ACTIEPLAN VOOR DUURZAME ENERGIE (SEAP) UPDATE 2018

Uit een tussentijds verslag over dit SEAP uit 2013 blijkt in 2018 dat er in de periode 2013-2017 al zo’n 40 van 100 acties uit dit plan werden uitgevoerd en meer dan 70 acties lopende waren. De totale CO2-emissies daalden in de periode 2010-2015 met 2,5 procent. Als enkel de scope van SEAP wordt in rekening gebracht (zonder natuur en landbouw, snelwegen, energieproductie) dan is er sprake van een daling van 4,5 procent. De grootste dalingen deden zich voor in de sectoren huishoudens (-9 procent) en industrie (-16 procent). Deze dalingen worden deels teniet gedaan door een stijging in de sector transport (+13 procent) – 14 procent op de snelwegen – terwijl de andere sectoren ongeveer een status-quo vertonen. Hierbij dient rekening gehouden te worden met het feit dat het aantal inwoners en arbeidsplaatsen in de periode 2010-2015 met respectievelijk 5 en 4 procent steeg. De auteurs van de studie stellen evenwel dat deze evoluties niet zomaar kunnen toegeschreven worden aan de klimaatinspanningen van de stad Leuven.
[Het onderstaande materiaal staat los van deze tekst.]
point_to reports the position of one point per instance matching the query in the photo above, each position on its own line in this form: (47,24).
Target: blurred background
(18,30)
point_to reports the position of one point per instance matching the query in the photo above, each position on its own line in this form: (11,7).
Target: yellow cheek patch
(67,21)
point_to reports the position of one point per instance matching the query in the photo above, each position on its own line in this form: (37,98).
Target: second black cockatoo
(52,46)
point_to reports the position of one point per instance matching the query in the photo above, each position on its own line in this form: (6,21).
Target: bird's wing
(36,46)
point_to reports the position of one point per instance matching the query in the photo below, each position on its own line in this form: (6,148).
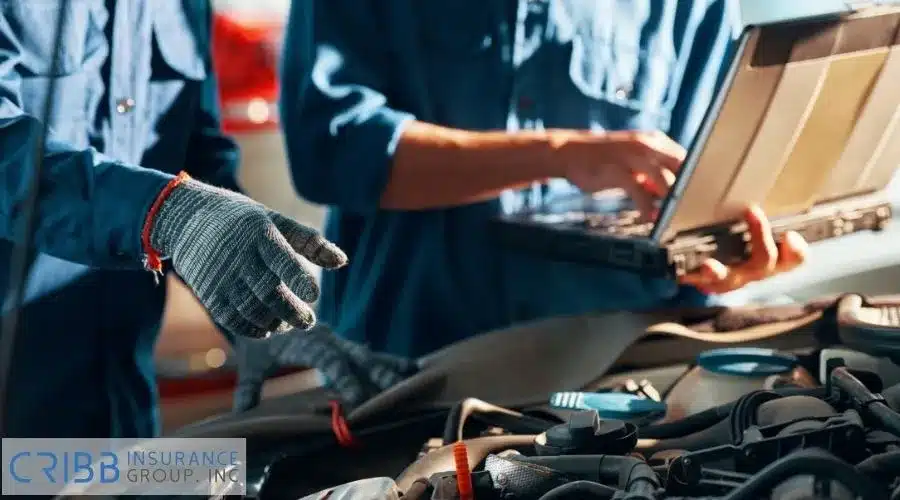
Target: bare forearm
(437,167)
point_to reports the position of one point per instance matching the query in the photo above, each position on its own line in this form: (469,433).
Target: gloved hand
(243,261)
(352,370)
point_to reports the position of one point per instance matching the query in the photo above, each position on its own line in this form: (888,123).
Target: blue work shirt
(418,280)
(133,87)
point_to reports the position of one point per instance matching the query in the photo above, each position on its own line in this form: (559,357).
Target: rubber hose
(744,413)
(881,466)
(791,408)
(707,438)
(892,396)
(580,490)
(598,468)
(417,491)
(641,482)
(807,462)
(887,418)
(707,418)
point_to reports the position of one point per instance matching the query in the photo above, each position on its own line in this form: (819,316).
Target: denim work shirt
(419,280)
(133,86)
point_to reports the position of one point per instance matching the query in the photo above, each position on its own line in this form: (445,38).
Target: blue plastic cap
(747,361)
(623,406)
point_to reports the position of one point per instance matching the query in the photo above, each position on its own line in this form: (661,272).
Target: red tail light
(246,64)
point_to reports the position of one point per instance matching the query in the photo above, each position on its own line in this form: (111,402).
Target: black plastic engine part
(702,421)
(586,434)
(631,475)
(872,405)
(892,397)
(808,462)
(842,434)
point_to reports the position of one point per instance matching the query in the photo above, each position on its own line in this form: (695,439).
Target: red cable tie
(463,474)
(339,426)
(154,260)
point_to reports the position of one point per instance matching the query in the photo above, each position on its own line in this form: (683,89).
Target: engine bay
(674,433)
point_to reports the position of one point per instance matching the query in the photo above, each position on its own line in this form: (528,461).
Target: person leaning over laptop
(419,122)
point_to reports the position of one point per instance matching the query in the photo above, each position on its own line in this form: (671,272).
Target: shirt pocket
(459,29)
(624,74)
(67,118)
(33,23)
(178,54)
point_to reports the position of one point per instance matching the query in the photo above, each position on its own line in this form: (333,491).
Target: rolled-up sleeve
(711,35)
(340,132)
(91,208)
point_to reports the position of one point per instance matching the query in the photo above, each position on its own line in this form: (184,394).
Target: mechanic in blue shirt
(418,122)
(133,86)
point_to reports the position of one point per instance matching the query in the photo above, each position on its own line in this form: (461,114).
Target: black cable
(871,405)
(698,422)
(19,264)
(884,466)
(580,490)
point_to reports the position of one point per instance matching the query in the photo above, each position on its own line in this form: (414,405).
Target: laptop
(806,124)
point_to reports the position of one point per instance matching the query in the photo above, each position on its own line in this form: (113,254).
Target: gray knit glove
(243,261)
(352,370)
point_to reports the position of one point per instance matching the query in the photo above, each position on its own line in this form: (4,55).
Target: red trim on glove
(339,426)
(154,260)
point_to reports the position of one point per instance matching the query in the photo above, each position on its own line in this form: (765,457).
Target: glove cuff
(153,259)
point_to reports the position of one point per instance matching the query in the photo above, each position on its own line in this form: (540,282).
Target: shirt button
(525,103)
(124,105)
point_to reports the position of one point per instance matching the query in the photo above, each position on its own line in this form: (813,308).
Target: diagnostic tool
(806,124)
Zo werd de transitie pas in 2014 opgestart en zijn een aantal evoluties gebaseerd op nationale evoluties zoals de dalende Belgische emissiefactor voor elektriciteit, de brandstofshit van stookolie naar gas en de verbeterde energieperformantie nieuwbouw en renovatie. Binnen het industrie zijn het efficiënter gebruiken en zelf produceren van energie de hoofdredenen voor de daling.
LUC VANHEERENTALS

Creative Commons

take down
the paywall
steun ons nu!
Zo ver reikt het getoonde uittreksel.